Coordination nationale des imams et des fonctionnaires des affaires religieuses : Djelloul Hadjimi plaide pour la mise en place de l’Instance des fatwas

lundi 28 novembre 2016 à 23:12
Source de l'article : Reporters.dz

Le président de la coordination nationale des imams et des fonctionnaires des affaires religieuses et des wakfs, Djelloul Hadjimi, semble pessimiste quant à la mise en place de l’instance de fatwas, censée mettre de l’ordre dans la prononciation des prêches religieux et donner l’avis religieux sur des questions précises.

« Nous avons attendu l’élaboration d’un texte de loi dans la nouvelle Constitution pour évoquer la création de l’instance des fatwas et d’un mufti de la République, mais rien n’a été fait dans ce sens », a d’emblée regretté Hadjimi que nous avons contacté.

Selon le ministre des Affaires religieuses et des Waqfs, Mohamed Aissa, l’Instance, dont la mise en place a été annoncée à deux reprises au mois de mars puis juillet dernier, est une académie regroupant dans sa composante des imams, des membres du Haut conseil islamique (HCI) et des conseils scientifiques des wilayas, des exégètes et des spécialistes de différents domaines.

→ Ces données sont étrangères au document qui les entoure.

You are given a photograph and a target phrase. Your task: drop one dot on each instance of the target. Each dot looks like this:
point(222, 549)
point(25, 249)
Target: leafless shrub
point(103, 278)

L’Instance est chargée d’une mission « hyper importante », selon le SG de la coordination des imams.
Ce dernier alerte les décideurs quant à la dangerosité qui guette le pays sans l’installation urgente de ladite Instance. « Actuellement, l’année touche à sa fin et l’Instance tarde à voir le jour », déplore encore Hadjimi qui ajoute que « c’est un gage de stabilité pour l’Etat.
Sans son installation, le pays est sans référence religieuse ». Pis encore, « la religion est exploitée par des acteurs de la classe politique officielle à des fins personnelles », a-t-il indiqué, d’où, pour lui, l’urgence de son installation. Récemment, Mohamed Aissa avait, lors d’une réunion de travail avec le président de l’Autorité de régulation de l’audiovisuel (ARAV), Zouaoui Benhamadi, mis l’accent sur «la nécessité d’œuvrer pour la promotion d’un discours religieux modéré qui soit au service de l’Algérie».
Le ministre des Affaires religieuses avait appelé, dans ce sens, à «lutter contre les discours subversifs dans les différents médias, notamment audiovisuels, et les autres supports médiatiques avec leurs multiples réseaux qui prônent la radicalisation violente, le sectarisme et les idées étrangères aux valeurs nationales et à l’identité algérienne».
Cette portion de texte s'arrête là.